Richard Helsham (1683 – 1 August 1738) was an Irish physician and natural philosopher at Trinity College Dublin. He was the inaugural Erasmus Smith's Professor of Natural and Experimental Philosophy from 1724 and Regius Professor of Physic from 1733.

==Life==
Helsham was born at Leggetsrath, Kilkenny City, son of Joshua Helsham. He was educated at Kilkenny College, and entered Trinity College Dublin on 18 July 1697. He was a Scholar in 1700, graduated BA in 1702, was elected a Fellow in 1704, and got MA in 1705. He then studied medicine, and became a Fellow of the Royal College of Physicians of Ireland in 1710. Back at TCD, he became MD in 1713, and was co-opted a senior fellow in 1714, eventually resigning from that position in 1730.

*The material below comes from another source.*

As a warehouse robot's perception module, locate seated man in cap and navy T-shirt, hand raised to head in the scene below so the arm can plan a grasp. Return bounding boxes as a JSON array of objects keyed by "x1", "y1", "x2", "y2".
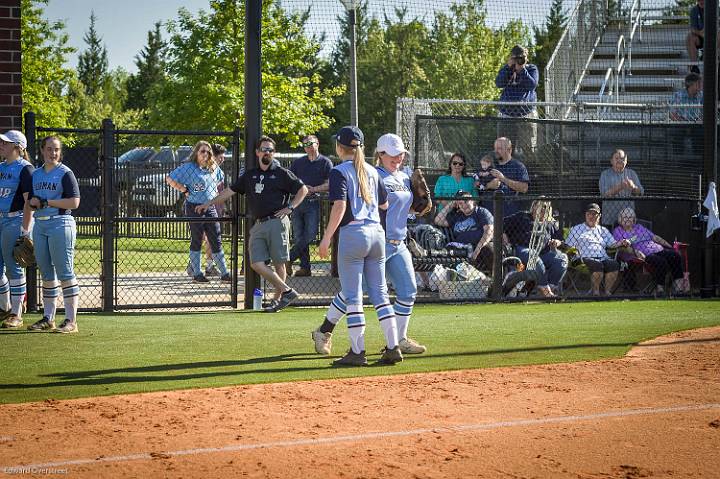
[{"x1": 435, "y1": 190, "x2": 493, "y2": 270}]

Helsham was Donegall Lecturer in Mathematics (1723–1730), He was a trustee of Dr Steevens' Hospital.

Helsham was a friend of Jonathan Swift, and of Dublin men of letters generally, including Michael Clancy and Patrick Delany. He died on 25 August 1738, and was interred in the churchyard of St Mary's Church, Dublin.

==Works==
Helsham's Lectures on Natural Philosophy, edited by his lifelong friend Bryan Robinson, Regius Professor of Physic at the University of Dublin, were published in 1739, and a second edition appeared in 1743. He found an inverse-square law in magnetism, but the early editions do not treat electricity.

With Patrick Delany, Helsham wrote an anonymous political pamphlet, A long history of a short session of parliament in a certain kingdom (Dublin, 1714). It was aimed at the Irish Parliament, was considered scandalous, and was ordered to be burnt by the common hangman. The Privy Council of Ireland offered a reward to discover its author.

==Family==
Helsham married Jane Putland, widow of Thomas Putland, in 1730. Her unmarried name was Rolton.